Subject: Re: Faster pipes from FreeBSD
To: Ross Harvey <ross@ghs.com>
From: Jaromír <jdolecek@netbsd.org>
List: tech-kern
Date: 04/07/2001 10:24:21
Ross Harvey wrote:
> Hehe, I just made the existing socket code 20-30% faster simply by patching
> unpst_sendspace and unpst_recvspace in my running kernel with gdb(1),
> setting them equal to the buffer sizes used in your proposal.
On my 386DX, this helped just about 7% in lmbench bw_pipe test :(
I did some more tests using lmbench.
Once I did the tests when booted via 'boot -s' to single user,
the numbers become more consistent (previously, I tested in single user too,
but via shutdown from multiuser). Don't ask me why :-/
On my PIII/600Mhz, the pipe bandwidth and latency seems to be same
for "old" and "new" code according to lmbench. It's like 34.9us
latency and 487 MB/sec bandwidth. Seems likely the code speed is
not a factor here, more likely memory access speed is.

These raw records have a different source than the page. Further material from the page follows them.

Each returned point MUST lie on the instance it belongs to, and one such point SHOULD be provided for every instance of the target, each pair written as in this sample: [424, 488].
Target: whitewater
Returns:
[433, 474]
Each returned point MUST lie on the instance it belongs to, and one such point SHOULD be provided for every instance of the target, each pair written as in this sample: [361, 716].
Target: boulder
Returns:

I tried on 386DX and values here are more telling - I get consistent values,
NEW_PIPE is faster about 5 times:
old pipe: latency: ~1800 us, bandwidth: 0.75 MB/sec
NEW_PIPE: latency: ~1148 us, bandwidth: 3.57 MB/sec
old pipe with unpst_*space bumped to 16KB:
latency: ~1800 us, bandwidth: 0.80 MB/sec
I also tried to run several (5) instancies
of lmbench/bw_pipe, to get some numbers for paralel pipe pushing.
Again, there was no real difference between "old" and "new" pipes
on the PIII, even when I used more simultaneous bw_pipe processes (tried
7 and 10). The numbers for 386DX are like this:
old pipes(5): 0.15 MB/s
NEW_PIPE(5): ~0.76 MB/s
It would be really interesting to compare numbers on other archs.
Jaromir
--
Jaromir Dolecek <jdolecek@NetBSD.org> http://www.ics.muni.cz/~dolecek/
NetBSD - just plain best OS! -=<>=- Got spare MCA cards or docs? Hand me them!